The condition is that the read length L must be at least one greater than the maximum length of any interleaved repeat or triple repeat. In the figure above (Figure 4 in the Bresler et al. paper), it is impossible to distinguish the two different assemblies (that merely interchange the sequence between the interleaved repeats) with reads of length L. There is a similar example of switching for triple repeats.

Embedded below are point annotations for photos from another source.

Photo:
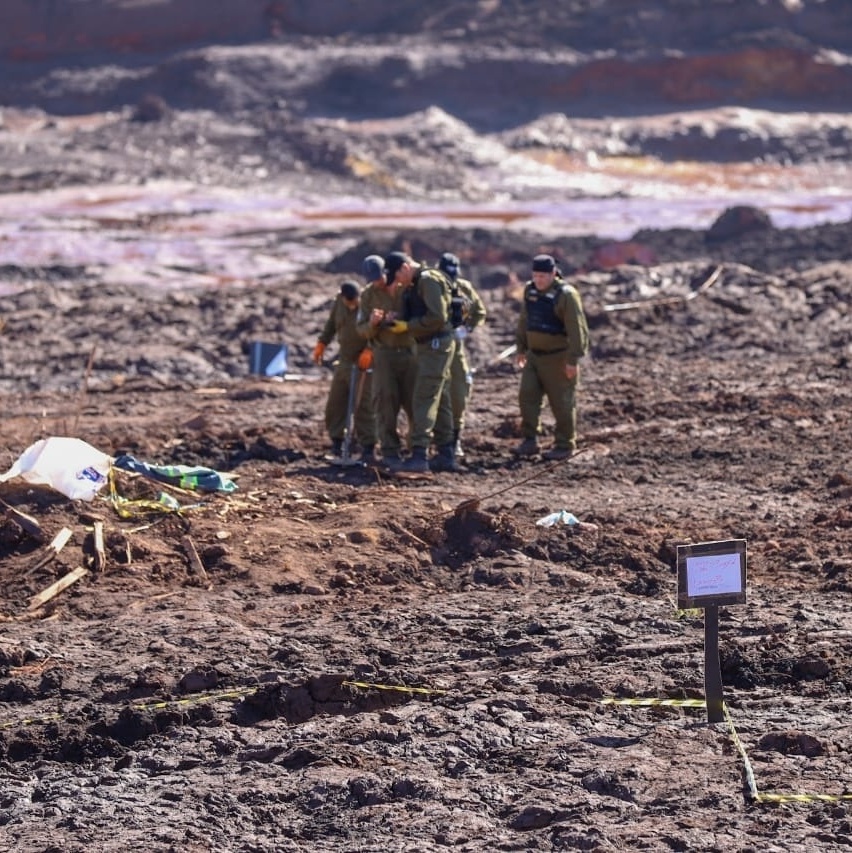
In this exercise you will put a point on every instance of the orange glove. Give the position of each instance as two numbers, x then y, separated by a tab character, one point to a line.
365	359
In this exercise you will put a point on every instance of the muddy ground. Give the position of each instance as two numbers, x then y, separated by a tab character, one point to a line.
331	659
236	707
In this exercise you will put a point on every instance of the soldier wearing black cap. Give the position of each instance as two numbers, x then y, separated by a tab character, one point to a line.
353	364
428	301
466	314
552	336
393	357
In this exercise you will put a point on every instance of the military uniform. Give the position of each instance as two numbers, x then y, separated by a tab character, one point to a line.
341	324
393	366
465	318
428	303
552	332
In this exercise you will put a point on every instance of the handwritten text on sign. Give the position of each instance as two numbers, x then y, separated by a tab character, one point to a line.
713	574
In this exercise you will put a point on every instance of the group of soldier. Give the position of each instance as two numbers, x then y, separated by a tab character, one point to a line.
402	350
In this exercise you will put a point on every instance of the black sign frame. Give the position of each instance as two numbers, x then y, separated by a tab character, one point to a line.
708	552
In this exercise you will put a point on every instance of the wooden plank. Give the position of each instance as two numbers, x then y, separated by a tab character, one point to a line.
100	552
26	522
52	550
195	564
55	588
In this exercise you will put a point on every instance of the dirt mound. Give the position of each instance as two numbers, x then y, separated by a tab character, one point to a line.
333	659
373	663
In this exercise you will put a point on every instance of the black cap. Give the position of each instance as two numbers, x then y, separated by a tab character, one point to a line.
393	263
373	268
349	290
450	264
544	263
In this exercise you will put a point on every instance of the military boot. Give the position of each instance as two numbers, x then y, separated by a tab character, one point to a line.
446	459
415	464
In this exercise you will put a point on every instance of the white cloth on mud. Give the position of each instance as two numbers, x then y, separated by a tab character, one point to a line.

The lower bound of Lin and Shen essentially recapitulates the above condition. Moreover, the upper bound is trivial: it merely describes a sufficient library design that if sequenced completely would allow for assembly. Bresler et al. go much farther than this, and describe an approach to optimal assembly under a random model of (shotgun) sequencing that in particular, requires shotgun generalizations of Ukkonen’s combinatorial condition. In a future post I will describe in much more detail the Bresler et al. results. For now, it suffices to say, Ukkonen should be essential (starting) reading for anyone working on assembly.

Update (October 8): the authors have graciously contacted me and acknowledged their oversight in not referring to Ukkonen’s work. They will update their manuscript and repost to the arXiv. They also pointed out that their paper discusses specifically paired-end reads, and that this requires a slightly different analysis than Ukkonen’s initial work (a good point that I should have mentioned in the original post). I applaud them for (a) posting the initial result on the arXiv thereby allowing the community to look at their work prior to publication and (b) for responding immediately to improve it given the feedback.